Characters in stories have realizations and make discoveries all the time. It’s one of the audience’s favorite things to watch. When you see a character change before your very eyes because some sort of new information has changed their mind and ultimately, the trajectory of their journey, you are delighted. And it keeps you on board with the story.
This week, I coached three different scenes with very clear discoveries. In the first scene, a mother realized her son needed a tutor for his studies, if she wanted him to be successful at school. In the second scene, a woman realized that although she loved her boyfriend very much, his recent divorce was not something she would be able to handle at this time. And in the third scene, a teenage boy discovered that the girl he has a crush on is actually a super cute, 300-year-old demon. Tough break, Kid.
Characters making discoveries and having realizations is nothing new, but I love asking the question… “How long did it take for you to realize that?” Was it instantaneously? Was it in a single moment? Was it something you’ve been coming to realize for quite some time? If so, how long have you been wrestling with it and what made the discovery happen right now?
In a horror movie, you might run out of the house, only to discover your friend is still inside when you hear her screams. That’s pretty instant.

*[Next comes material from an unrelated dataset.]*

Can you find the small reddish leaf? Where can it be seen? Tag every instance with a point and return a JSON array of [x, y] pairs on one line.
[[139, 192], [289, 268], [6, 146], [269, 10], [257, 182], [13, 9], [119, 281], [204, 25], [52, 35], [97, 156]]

In a comedy, it’s possible that you’ve despised your boyfriend for quite some time because he’s rude and insensitive, but it’s today, when he says your mother has thick ankles, that you finally realize, “Okay, that’s it, we’re done.” That realization has come over time and culminates in one final decision.
In a television series about war, you might be taking heavy fire when your gun runs out of bullets (sudden discovery) and as you hunker down behind a rock to take cover, you slowly realize you’ll have to make a run for a new position if you want to survive.
An actor gets a script and the actions are mostly spelled out, you say this and you do this. But as humans, we are constantly discovering our next move and realizing what we want to do based on the current information that we have. Humans don’t have scripts.
A lot of actors have a very bad habit of treating a script like a list of instructions. But I encourage you…take yourself off autopilot, just doing what the script says because the script says to do it. Put your character into the situation and get clear on where there are discoveries and realizations. And figure out how long it’s taking this person to make those discoveries and realizations!
Take this tool into consideration and create a real, human experience that audiences will thank you for.